Citations sur Okuribi : Renvoyer les morts (23)
A la fin des cours, les garçons passaient de nouveau leur temps à jouer aux cartes. Ces cartes hanafuda au dos noir, avec leur boîte en bois de paulownia ornée d’un tengu (créature divine représentée avec un masque rouge au long nez et aux ailes de corbeau) et de chrysanthèmes, étaient apparemment un héritage que leur avaient laissé les anciens élèves.
Au-delà du parapet, les lanternes étaient suspendues de poteau en poteau le long de la rivière et, se remémorant la coutume dont lui avait parlé Akira, Ayumu s’arrêta. Quand Akira racontait qu’ils déversaient du feu dans la rivière, faisait-il allusion au tôrô nagashi, cette cérémonie où l’on met à l’eau des lanternes de papier en l’honneur des morts ?
Peut-être à cause du choc sur la tête, il n'entendait aucun son. Seul le bruit du courant résonnait avec une étrange netteté dans ses oreilles. Loin derrière ce ruissellement, par intermittence mais de manière certaine, on jouait un instrument. A force d'écouter la mélodie, il sentit de nouveau son estomac se contracter et il vomit.
Lorsqu’il parcourait le sentier au crépuscule, il sentait parfois souffler depuis la montagne de la Forêt-Noire un vent tiède, comme coloré. Il avait l’impression que ses joues, sa nuque et ses bras nus se teintaient de la couleur de ce vent du soir. Il était pris d’une étrange sensation, comme si sa peau bruissait, comme si son cœur portait une vague inquiétude, mais tout cela était agréable en même temps.
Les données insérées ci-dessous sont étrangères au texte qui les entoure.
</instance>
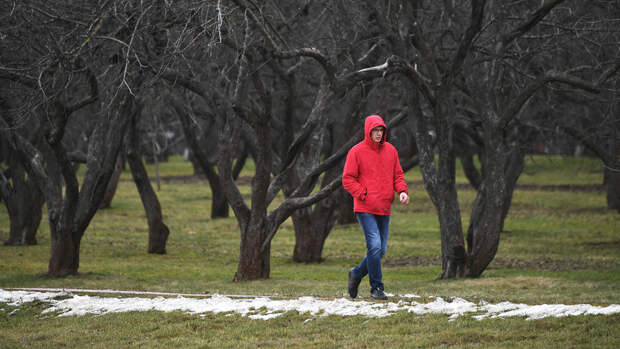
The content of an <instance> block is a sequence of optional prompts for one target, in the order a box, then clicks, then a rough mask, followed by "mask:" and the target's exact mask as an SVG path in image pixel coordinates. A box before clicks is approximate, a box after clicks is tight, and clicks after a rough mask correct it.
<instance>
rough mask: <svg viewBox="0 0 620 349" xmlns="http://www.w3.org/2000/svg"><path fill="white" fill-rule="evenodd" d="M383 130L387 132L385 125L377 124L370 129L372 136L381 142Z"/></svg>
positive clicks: (372, 136) (374, 139)
mask: <svg viewBox="0 0 620 349" xmlns="http://www.w3.org/2000/svg"><path fill="white" fill-rule="evenodd" d="M383 132H385V129H384V128H383V126H377V127H375V128H373V129H372V130H371V131H370V138H372V140H373V141H375V142H377V143H379V142H381V139H383Z"/></svg>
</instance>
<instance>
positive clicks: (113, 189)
mask: <svg viewBox="0 0 620 349" xmlns="http://www.w3.org/2000/svg"><path fill="white" fill-rule="evenodd" d="M122 162H123V160H122V157H121V156H119V157H118V159H117V160H116V166H115V167H114V174H113V175H112V178H110V182H109V183H108V186H107V188H106V191H105V194H104V196H103V200H102V201H101V205H99V208H100V209H106V208H110V206H111V205H112V200H113V199H114V194H116V188H117V187H118V181H119V180H120V178H121V172H122V170H123V166H122Z"/></svg>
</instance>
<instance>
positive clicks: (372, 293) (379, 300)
mask: <svg viewBox="0 0 620 349" xmlns="http://www.w3.org/2000/svg"><path fill="white" fill-rule="evenodd" d="M370 298H372V299H376V300H379V301H385V300H387V296H386V295H385V292H383V290H382V289H380V288H378V287H377V288H373V289H372V290H370Z"/></svg>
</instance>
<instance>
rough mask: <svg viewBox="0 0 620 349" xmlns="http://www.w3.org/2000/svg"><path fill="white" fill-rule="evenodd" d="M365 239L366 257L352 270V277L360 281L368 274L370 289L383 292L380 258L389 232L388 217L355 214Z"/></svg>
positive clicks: (381, 254)
mask: <svg viewBox="0 0 620 349" xmlns="http://www.w3.org/2000/svg"><path fill="white" fill-rule="evenodd" d="M355 216H356V217H357V220H358V221H359V222H360V225H361V226H362V230H363V231H364V236H365V237H366V257H364V260H362V263H360V265H358V266H357V267H355V268H353V275H354V276H355V277H357V278H358V279H362V278H363V277H364V276H366V275H367V274H368V278H369V279H370V288H371V289H375V288H377V287H378V288H380V289H382V290H383V282H381V280H382V279H383V274H382V273H381V257H383V256H384V255H385V252H387V238H388V232H389V230H390V216H380V215H374V214H371V213H365V212H357V213H355Z"/></svg>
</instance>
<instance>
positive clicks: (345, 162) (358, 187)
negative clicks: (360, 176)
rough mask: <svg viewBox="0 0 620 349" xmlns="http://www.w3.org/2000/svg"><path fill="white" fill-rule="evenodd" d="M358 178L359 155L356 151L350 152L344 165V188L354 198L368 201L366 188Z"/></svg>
mask: <svg viewBox="0 0 620 349" xmlns="http://www.w3.org/2000/svg"><path fill="white" fill-rule="evenodd" d="M358 178H359V166H358V162H357V155H356V152H355V151H349V153H348V154H347V160H346V161H345V163H344V170H343V171H342V186H343V187H344V189H345V190H346V191H348V192H349V194H351V196H353V197H354V198H358V199H360V200H364V199H366V195H367V191H366V188H364V186H363V185H361V184H360V182H359V180H358Z"/></svg>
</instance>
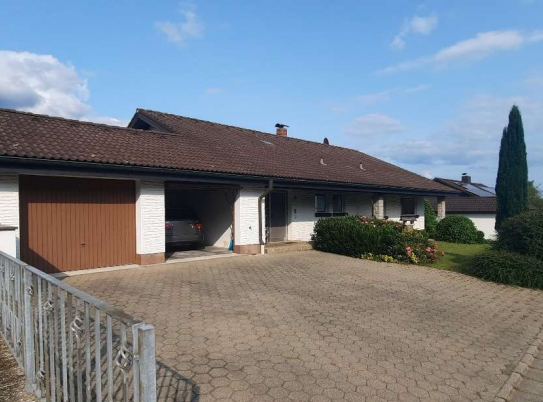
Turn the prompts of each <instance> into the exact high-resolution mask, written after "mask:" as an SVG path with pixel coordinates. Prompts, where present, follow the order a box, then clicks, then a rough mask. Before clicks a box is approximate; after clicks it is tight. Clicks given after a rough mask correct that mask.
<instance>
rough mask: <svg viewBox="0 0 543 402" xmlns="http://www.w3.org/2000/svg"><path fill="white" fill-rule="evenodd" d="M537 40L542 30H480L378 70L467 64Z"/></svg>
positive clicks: (390, 70) (389, 71)
mask: <svg viewBox="0 0 543 402" xmlns="http://www.w3.org/2000/svg"><path fill="white" fill-rule="evenodd" d="M540 41H543V33H542V32H540V31H536V32H532V33H530V34H526V33H522V32H520V31H513V30H509V31H490V32H483V33H479V34H477V35H476V36H475V37H474V38H470V39H466V40H463V41H460V42H457V43H455V44H454V45H452V46H449V47H446V48H444V49H441V50H440V51H439V52H437V53H436V54H434V55H432V56H427V57H421V58H419V59H415V60H410V61H406V62H403V63H399V64H397V65H395V66H390V67H387V68H384V69H382V70H379V71H378V73H381V74H382V73H392V72H397V71H406V70H413V69H416V68H420V67H424V66H427V65H432V66H436V67H446V66H448V65H450V64H452V63H459V62H460V63H470V62H474V61H478V60H482V59H484V58H487V57H489V56H491V55H492V54H495V53H499V52H506V51H511V50H515V49H518V48H520V47H522V46H523V45H525V44H528V43H534V42H540Z"/></svg>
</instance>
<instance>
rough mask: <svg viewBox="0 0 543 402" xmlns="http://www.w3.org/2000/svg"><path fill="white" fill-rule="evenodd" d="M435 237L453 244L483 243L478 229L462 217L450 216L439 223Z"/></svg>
mask: <svg viewBox="0 0 543 402" xmlns="http://www.w3.org/2000/svg"><path fill="white" fill-rule="evenodd" d="M435 237H436V239H438V240H441V241H448V242H451V243H465V244H477V243H480V242H481V240H480V235H478V234H477V228H476V227H475V225H474V224H473V222H472V221H471V219H469V218H466V217H465V216H462V215H449V216H447V217H446V218H444V219H442V220H441V221H439V223H438V224H437V227H436V236H435ZM483 239H484V234H483Z"/></svg>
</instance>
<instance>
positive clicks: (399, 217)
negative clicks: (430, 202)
mask: <svg viewBox="0 0 543 402" xmlns="http://www.w3.org/2000/svg"><path fill="white" fill-rule="evenodd" d="M402 198H403V197H402V196H399V195H387V196H385V216H388V219H390V220H393V221H398V222H399V221H400V217H401V214H402V201H401V199H402ZM406 198H413V197H408V196H406ZM414 198H415V214H416V215H419V217H418V218H417V220H416V221H415V223H414V225H413V227H414V228H415V229H418V230H423V229H424V198H423V197H414Z"/></svg>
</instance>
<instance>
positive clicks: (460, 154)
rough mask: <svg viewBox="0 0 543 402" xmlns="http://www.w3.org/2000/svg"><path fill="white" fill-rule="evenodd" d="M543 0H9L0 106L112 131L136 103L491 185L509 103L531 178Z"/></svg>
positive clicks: (0, 41) (535, 119) (7, 14)
mask: <svg viewBox="0 0 543 402" xmlns="http://www.w3.org/2000/svg"><path fill="white" fill-rule="evenodd" d="M542 15H543V1H542V0H507V1H506V0H502V1H500V0H493V1H490V0H489V1H455V2H450V1H445V0H442V1H438V0H436V1H423V2H421V1H416V2H411V1H381V2H363V1H347V0H345V1H341V2H329V1H326V2H325V1H316V0H313V1H296V2H293V1H282V0H280V1H254V0H253V1H248V0H247V1H228V2H226V1H193V2H178V1H160V2H151V1H137V2H136V1H120V0H119V1H111V0H107V1H106V0H104V1H101V0H95V1H93V2H74V1H53V2H42V1H24V0H18V1H10V2H8V4H3V6H2V13H1V14H0V107H11V108H17V109H20V110H27V111H32V112H36V113H46V114H53V115H61V116H65V117H72V118H78V119H85V120H95V121H100V122H106V123H113V124H126V122H127V121H128V120H129V119H130V117H131V116H132V115H133V113H134V111H135V109H136V108H138V107H142V108H149V109H155V110H160V111H165V112H170V113H176V114H181V115H185V116H190V117H196V118H201V119H205V120H211V121H216V122H221V123H226V124H232V125H237V126H242V127H248V128H253V129H257V130H262V131H268V132H273V130H274V125H275V123H277V122H282V123H286V124H288V125H289V126H290V129H289V135H290V136H293V137H298V138H304V139H309V140H314V141H322V139H323V138H324V137H328V138H329V140H330V142H331V144H334V145H341V146H347V147H352V148H356V149H359V150H361V151H363V152H367V153H369V154H371V155H373V156H376V157H379V158H383V159H386V160H388V161H390V162H392V163H395V164H398V165H400V166H402V167H405V168H407V169H409V170H412V171H415V172H417V173H420V174H424V175H427V176H429V177H433V176H441V177H451V178H455V177H460V174H461V173H463V172H469V173H470V174H471V175H472V177H473V179H474V180H477V181H482V182H485V183H487V184H490V185H493V184H494V182H495V176H496V169H497V160H498V148H499V141H500V136H501V131H502V128H503V126H505V125H506V124H507V114H508V112H509V109H510V108H511V106H512V105H513V104H514V103H517V104H518V105H519V106H520V108H521V111H522V113H523V118H524V126H525V131H526V141H527V145H528V162H529V170H530V178H531V179H533V180H535V181H536V183H543V20H542V19H541V16H542Z"/></svg>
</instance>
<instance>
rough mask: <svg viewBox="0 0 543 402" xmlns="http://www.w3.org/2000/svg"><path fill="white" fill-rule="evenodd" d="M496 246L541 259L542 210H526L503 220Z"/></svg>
mask: <svg viewBox="0 0 543 402" xmlns="http://www.w3.org/2000/svg"><path fill="white" fill-rule="evenodd" d="M496 248H497V249H500V250H507V251H511V252H515V253H520V254H524V255H528V256H532V257H535V258H539V259H543V211H528V212H524V213H522V214H519V215H517V216H514V217H512V218H509V219H506V220H505V221H503V223H502V224H501V226H500V229H499V231H498V239H497V242H496Z"/></svg>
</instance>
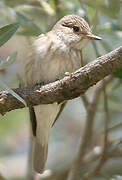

Les montagnes cramoisies, les insectes d’été sur les sentiers longeant les rizières, le coassement des grenouilles, l’odeur de la terre et de la boue faisaient naître cette illusion en lui. Ou peut-être, en tant qu’étranger, était-il sensible à quelque chose que recelait le vent. Pour les habitants de cette région, ce devait être une évidence que le vent portait des couleurs.
Au delà du parapet,les lanternes étaient suspendues de poteau en poteau le long de la rivière et,se remémorant la coutume dont lui avait parlé Akira ,Ayumu s'arrêta. (Page 7).
Il leva les yeux : la neige venait des montagnes au nord-ouest, au-delà de la rivière, et semblait descendre en s'écoulant sur le hameau. Des enfants de l'école primaire levaient les yeux au ciel epuis le bord de la route et s'écriaient, excités : Le vent a fleuri ! Le vent a fleuri !Tout en les regardant du coin de l'oeil, Ayumu fut touché par la pauvreté de leur vocabulaire. Mais alors qu'il s'apprêtait à monter la côte qui menait à sa maison, les flocons de neige blancs dans le ciel bleu devinrent aussi gros que des pétales. Ce n'était pas forcément une erreur que de dire "Le vent a fleuri".
Le jour du vol, il avait craint que ces garçons soient le genre de voyous qu'il s'était bien gardé de fréquenter jusqu'ici, mais au bout de quelque temps, il comprit qu'il s'était trompé. Ils bavardaient joyeusement pendant les pauses, faisaient du foot dans la cour après la cantine et jouaient un peu aux cartes après l'école. C'étaient des collégiens ordinaires, comme dans toutes les écoles qu'il avait déjà connues. (p. 26)
Même sur ces terres, il était parvenu à s'acclimater, à s'assimiler à sa classe et à s'intégrer dans un petit groupe. Il avait même obtenu le poste de vice-délégué. Comment avait-il atterrit dans ce chaos ? (p. 113)
Les jeunes pousses pleines de rêves avaient grandi et, à présent bien touffues, elles portaient les fruits trop mûrs de leur violence.
Les mots qui errent près des monticule, des carrefours et des ponts, faut pas y tendre l'oreille. Parce que les mots, ils influencent les hommes.